With a population of over one million refugees and asylum seekers, Ethiopia is the second-largest refuge host country in Africa. The Jesuit Refugee Service (JRS) works to support refugees by offering various programs and services that promote integration.

Christian Kombe, SJ – Addis Ababa

JRS works with people forced to flee their homelands and the challenges that entails. Refugee testimonies illustrate the daily hardships and successes achieved through JRS support.

The just-ended 2024 World Refugee Day emphasised inclusion and solidarity with refugees, highlighting the importance of reaching out to those forced to flee their countries. The Jesuit Refugee Service (JRS) team in Ethiopia has various services and initiatives. Apart from basic needs, refugees need help integrating into the host community.

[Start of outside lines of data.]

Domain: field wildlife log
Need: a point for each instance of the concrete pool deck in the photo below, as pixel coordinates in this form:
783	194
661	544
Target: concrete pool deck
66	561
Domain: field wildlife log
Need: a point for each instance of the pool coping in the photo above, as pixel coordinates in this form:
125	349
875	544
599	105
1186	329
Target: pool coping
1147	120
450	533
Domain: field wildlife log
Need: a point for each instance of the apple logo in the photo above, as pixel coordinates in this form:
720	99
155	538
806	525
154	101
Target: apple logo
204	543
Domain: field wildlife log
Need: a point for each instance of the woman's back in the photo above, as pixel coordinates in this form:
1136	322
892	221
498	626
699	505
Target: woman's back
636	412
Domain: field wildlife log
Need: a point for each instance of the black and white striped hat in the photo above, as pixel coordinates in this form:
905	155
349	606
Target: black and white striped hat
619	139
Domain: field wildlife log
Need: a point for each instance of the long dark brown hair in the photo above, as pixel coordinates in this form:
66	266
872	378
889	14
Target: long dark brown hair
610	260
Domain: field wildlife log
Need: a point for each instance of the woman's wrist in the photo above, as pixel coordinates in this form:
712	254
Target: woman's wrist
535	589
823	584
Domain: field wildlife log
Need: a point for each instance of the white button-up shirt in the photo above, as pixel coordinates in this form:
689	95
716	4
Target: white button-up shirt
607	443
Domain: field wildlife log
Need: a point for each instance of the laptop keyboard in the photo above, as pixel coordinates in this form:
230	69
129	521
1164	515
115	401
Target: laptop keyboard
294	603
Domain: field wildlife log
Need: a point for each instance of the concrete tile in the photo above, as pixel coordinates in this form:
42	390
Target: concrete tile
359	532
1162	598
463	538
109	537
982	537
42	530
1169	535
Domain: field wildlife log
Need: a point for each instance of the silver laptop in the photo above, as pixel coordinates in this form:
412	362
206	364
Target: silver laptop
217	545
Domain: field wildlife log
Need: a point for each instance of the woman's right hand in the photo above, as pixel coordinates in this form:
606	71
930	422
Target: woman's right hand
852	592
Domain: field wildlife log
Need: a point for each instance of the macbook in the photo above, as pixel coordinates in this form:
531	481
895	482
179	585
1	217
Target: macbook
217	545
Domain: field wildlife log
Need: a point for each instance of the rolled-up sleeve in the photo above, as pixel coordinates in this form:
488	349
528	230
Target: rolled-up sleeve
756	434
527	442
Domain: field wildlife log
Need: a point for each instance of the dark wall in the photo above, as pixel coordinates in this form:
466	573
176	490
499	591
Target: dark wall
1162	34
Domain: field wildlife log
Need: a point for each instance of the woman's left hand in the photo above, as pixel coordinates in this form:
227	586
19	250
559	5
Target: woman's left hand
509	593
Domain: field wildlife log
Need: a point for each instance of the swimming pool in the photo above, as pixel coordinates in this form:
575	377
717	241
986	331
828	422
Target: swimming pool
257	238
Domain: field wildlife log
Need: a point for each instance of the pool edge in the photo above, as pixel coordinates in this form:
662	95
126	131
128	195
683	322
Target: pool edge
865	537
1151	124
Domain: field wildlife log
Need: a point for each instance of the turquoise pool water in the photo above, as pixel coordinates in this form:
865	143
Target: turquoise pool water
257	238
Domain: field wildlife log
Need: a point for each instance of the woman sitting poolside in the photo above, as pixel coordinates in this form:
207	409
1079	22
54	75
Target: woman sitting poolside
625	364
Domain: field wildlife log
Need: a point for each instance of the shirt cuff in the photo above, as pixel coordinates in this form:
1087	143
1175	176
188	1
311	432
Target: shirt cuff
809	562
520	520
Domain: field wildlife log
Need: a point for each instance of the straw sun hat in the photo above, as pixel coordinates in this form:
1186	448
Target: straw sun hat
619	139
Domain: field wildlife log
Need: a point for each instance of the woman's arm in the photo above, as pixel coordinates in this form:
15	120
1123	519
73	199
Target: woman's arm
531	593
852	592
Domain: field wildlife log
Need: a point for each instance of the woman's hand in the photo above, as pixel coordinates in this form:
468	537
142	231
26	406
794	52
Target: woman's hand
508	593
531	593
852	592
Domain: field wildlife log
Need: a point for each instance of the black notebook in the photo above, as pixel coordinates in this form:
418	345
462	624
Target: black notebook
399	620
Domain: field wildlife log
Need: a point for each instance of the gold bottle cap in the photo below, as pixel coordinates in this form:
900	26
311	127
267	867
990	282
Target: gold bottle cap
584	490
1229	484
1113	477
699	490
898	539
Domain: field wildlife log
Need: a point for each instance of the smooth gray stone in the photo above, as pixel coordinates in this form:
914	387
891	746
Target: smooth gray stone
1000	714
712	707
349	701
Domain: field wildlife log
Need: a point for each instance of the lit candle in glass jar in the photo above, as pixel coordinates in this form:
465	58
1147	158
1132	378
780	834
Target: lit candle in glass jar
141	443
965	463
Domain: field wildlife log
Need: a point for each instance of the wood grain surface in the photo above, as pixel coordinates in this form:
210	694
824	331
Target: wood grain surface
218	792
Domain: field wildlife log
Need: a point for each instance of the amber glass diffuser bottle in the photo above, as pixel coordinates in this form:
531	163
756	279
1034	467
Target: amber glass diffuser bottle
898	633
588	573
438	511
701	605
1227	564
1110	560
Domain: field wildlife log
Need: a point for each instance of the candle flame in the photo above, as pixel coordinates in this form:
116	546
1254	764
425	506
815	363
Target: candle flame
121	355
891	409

The situation of refugees in Ethiopia

“Currently, Ethiopia hosts more than one million refugees from different nationalities and countries, mainly neighbouring African countries,” explains Solomon Bizualem Brhane, Country Director of JRS Ethiopia.

According to figures provided by the UNHCR for May 2024, there are  1 043 667 refugees and 8,251 asylum seekers in the country. Most of these are from South Sudan, Somalia, Eritrea, and Sudan. They have fled ongoing conflicts in their countries of origin. However, Ethiopia also hosts, in smaller numbers, people from Kenya, Yemen, the Democratic Republic of Congo, and even Syria -making it the second-largest host country for refugees in Africa after Uganda.

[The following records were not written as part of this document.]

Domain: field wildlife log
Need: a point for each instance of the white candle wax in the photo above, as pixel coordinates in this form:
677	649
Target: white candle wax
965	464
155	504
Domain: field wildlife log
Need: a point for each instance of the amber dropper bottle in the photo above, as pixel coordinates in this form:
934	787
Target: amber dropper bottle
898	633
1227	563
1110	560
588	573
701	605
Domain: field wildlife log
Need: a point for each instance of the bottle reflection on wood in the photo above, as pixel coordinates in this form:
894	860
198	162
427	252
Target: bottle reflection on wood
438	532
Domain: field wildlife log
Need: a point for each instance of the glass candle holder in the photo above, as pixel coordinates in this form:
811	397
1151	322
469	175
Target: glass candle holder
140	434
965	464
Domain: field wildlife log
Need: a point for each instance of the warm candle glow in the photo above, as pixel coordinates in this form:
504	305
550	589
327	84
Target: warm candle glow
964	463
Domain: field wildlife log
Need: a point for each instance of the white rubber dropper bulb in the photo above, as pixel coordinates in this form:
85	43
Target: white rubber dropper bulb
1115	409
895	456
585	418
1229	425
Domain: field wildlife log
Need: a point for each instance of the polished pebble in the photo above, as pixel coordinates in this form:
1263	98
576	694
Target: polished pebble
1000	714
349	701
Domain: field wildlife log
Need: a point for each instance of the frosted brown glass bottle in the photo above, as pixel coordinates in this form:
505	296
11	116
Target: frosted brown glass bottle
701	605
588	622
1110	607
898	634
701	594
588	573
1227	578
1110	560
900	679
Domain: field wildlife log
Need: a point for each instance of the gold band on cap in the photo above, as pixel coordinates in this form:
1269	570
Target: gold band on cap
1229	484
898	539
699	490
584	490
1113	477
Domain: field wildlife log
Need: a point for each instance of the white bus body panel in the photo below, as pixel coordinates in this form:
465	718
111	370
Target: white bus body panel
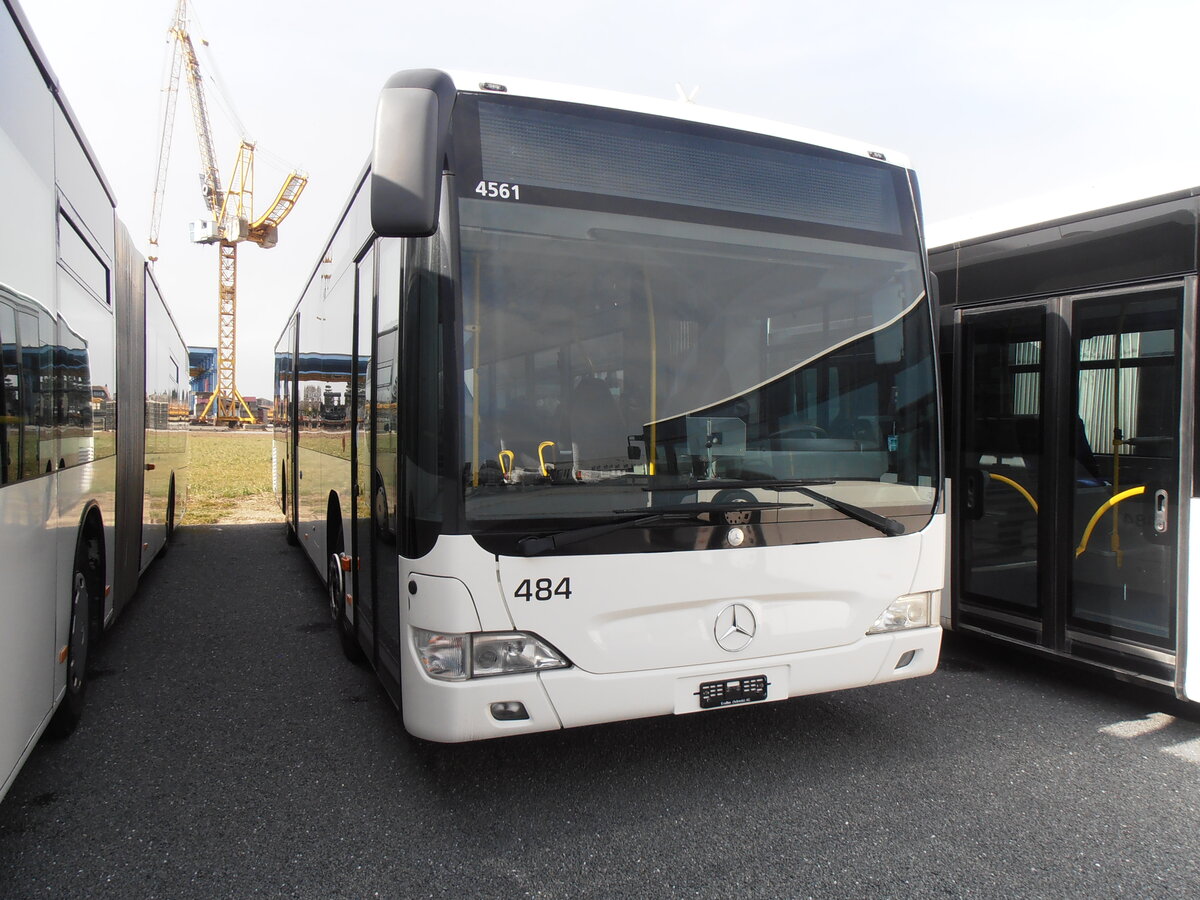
1191	598
636	654
27	622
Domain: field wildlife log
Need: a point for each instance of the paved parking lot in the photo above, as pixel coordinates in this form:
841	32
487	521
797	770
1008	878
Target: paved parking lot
229	750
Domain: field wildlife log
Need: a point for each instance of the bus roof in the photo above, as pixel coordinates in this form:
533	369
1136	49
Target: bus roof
687	111
1045	211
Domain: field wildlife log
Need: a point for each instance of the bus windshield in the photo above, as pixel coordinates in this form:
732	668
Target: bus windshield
636	339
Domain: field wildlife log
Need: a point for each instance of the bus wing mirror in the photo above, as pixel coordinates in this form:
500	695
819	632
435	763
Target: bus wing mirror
412	131
405	165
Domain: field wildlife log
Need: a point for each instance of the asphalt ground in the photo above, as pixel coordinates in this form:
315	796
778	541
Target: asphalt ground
228	750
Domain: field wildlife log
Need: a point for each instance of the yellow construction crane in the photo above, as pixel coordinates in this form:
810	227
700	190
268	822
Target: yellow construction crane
231	216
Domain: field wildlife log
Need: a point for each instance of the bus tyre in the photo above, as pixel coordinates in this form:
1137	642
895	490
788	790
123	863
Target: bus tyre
337	611
70	711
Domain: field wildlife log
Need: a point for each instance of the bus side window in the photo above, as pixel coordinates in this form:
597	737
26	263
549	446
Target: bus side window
10	396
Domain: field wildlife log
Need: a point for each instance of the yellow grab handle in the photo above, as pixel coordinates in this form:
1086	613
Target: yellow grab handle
541	456
1104	508
1009	481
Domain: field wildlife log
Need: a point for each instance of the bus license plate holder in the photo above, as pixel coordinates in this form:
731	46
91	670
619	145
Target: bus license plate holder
732	691
701	693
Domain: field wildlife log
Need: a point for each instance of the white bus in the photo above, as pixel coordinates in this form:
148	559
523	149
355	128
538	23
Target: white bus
1069	348
599	407
93	465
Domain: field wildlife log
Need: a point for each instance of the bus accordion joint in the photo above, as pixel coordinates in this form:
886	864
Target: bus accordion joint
1099	513
1017	486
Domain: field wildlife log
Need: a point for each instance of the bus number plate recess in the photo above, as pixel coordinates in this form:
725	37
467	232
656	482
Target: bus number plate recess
732	691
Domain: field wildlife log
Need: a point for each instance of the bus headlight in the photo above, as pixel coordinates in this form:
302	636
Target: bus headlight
904	612
456	658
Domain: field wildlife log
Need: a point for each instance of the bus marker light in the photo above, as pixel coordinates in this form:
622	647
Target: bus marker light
509	712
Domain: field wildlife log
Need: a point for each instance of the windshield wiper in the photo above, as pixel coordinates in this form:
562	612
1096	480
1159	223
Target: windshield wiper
681	513
891	527
888	526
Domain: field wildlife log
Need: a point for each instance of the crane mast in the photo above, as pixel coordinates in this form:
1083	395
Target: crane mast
231	217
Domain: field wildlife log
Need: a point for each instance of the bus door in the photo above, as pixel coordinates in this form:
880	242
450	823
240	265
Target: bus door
1071	473
363	490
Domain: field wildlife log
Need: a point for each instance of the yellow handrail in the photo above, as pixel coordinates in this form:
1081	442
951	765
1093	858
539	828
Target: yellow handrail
1104	508
1009	481
541	459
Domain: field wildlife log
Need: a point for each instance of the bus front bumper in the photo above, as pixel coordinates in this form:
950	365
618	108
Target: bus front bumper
453	712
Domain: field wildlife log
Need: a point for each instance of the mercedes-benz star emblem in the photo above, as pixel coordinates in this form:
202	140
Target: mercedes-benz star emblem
735	628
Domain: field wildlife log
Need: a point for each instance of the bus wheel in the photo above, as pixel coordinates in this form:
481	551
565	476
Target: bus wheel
70	711
337	610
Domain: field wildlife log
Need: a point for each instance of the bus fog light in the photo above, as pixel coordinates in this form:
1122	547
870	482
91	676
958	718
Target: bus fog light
509	653
442	655
904	612
509	712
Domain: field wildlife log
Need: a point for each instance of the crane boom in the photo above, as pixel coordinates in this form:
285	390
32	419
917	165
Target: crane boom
231	216
171	95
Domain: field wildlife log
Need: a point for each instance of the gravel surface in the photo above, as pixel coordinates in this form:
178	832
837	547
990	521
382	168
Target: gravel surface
228	750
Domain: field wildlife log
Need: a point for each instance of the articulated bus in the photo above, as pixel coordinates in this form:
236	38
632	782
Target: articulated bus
93	469
599	407
1069	363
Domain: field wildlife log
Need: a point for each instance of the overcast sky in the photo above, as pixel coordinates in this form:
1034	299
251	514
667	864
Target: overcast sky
1075	103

The Jesuit Refugee Service in Addis Ababa, Ethiopia.
The Jesuit Refugee Service in Addis Ababa, Ethiopia.

Fleeing war and armed conflict

While various forms of natural disasters and untenable environmental conditions, such as oppressive political regimes, force people to leave their countries, war and armed conflict remain the main reasons driving people to seek refuge elsewhere. “I came to Ethiopia in 2005 because of the war,” says Florida Macumo, a Burundian refugee benefiting from JRS programmes targeting urban refugees in Addis Ababa. The same reasons pushed Kwan Akol to leave South Sudan in 2001 when the country was still united with neighbouring Sudan.

A diversified response to refugee needs

“JRS operates in Addis Ababa and the Dolo Ado refugee camp in the Somali Regional State,” explains Bizualem Brhane. In urban areas and camps, JRS offers assistance and integration programmes, including non-formal education, language courses, recreational initiatives, income-generating activities, emergency aid, child protection, and psychosocial services.

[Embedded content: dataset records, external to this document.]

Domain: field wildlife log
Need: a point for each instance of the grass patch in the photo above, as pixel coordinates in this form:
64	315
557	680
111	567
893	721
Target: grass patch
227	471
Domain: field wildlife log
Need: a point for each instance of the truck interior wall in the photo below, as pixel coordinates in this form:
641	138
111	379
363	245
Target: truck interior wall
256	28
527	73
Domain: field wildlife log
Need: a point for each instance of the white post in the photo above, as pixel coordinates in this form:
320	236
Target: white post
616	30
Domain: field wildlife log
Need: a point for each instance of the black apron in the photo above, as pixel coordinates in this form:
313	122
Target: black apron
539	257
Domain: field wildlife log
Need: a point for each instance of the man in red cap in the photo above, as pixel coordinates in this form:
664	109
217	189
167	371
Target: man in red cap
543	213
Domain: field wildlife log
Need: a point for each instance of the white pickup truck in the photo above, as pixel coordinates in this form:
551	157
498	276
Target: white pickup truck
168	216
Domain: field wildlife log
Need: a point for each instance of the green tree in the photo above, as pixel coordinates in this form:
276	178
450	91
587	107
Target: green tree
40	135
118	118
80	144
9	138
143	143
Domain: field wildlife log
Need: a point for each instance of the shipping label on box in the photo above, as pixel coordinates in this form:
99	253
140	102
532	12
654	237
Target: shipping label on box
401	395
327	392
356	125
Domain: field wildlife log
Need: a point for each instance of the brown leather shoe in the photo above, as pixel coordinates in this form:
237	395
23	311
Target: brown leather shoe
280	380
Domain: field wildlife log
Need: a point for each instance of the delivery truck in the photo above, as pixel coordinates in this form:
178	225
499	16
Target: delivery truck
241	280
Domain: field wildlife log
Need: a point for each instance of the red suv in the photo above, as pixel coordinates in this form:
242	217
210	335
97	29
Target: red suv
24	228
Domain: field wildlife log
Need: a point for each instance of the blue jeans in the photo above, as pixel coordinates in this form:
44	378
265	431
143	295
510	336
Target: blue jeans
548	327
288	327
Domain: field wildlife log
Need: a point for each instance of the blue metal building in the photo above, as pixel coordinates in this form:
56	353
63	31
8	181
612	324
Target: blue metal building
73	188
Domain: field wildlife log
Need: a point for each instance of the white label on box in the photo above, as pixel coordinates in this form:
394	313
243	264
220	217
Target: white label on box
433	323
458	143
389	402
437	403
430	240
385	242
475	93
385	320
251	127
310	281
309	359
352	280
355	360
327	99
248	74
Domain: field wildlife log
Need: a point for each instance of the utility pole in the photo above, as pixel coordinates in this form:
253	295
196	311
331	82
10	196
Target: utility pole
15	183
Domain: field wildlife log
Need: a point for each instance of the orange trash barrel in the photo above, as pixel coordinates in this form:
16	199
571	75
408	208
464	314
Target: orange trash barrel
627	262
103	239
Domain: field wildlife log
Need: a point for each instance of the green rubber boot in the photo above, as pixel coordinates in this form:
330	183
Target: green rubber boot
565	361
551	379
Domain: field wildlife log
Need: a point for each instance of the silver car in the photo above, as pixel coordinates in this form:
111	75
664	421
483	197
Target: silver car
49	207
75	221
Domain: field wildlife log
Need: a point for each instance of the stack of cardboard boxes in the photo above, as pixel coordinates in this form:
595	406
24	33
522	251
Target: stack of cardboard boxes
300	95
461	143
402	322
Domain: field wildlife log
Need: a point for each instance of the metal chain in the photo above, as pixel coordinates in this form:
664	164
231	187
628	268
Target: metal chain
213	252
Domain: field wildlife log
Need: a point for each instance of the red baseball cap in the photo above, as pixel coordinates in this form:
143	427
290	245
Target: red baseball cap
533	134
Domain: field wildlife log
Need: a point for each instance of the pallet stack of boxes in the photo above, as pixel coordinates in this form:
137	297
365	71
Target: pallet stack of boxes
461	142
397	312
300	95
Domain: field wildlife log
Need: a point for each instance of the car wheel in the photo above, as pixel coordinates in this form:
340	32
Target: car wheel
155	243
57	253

This range of programmes provides refugees with personalised and community support, enabling them to receive training, acquire skills, and regain a sense of normalcy despite their many challenges. The organisation also develops initiatives to promote reconciliation and cohesion within refugee communities, often marked by conflicts that have roots in their countries of origin.

Starting a new life as a refugee

Aline Ingabire, originally from the Democratic Republic of the Congo, arrived in Ethiopia in 2012 after losing family members during an armed conflict. She recalls the moment vividly when, accompanied by her brother, exhausted after a long journey through Uganda and Kenya, she arrived in Addis Ababa. First JRS provided her with initial basic services from a refugee camp, and later as an urban refugee living in Addis Ababa.

“When I arrived at the camp, we started a new life. We registered, and they showed us where to live with other refugees from my country. We stayed in the camp for about five years. But there were also problems in the camps. Refugees did not get enough food, and the water was insufficient,” recalled Aline.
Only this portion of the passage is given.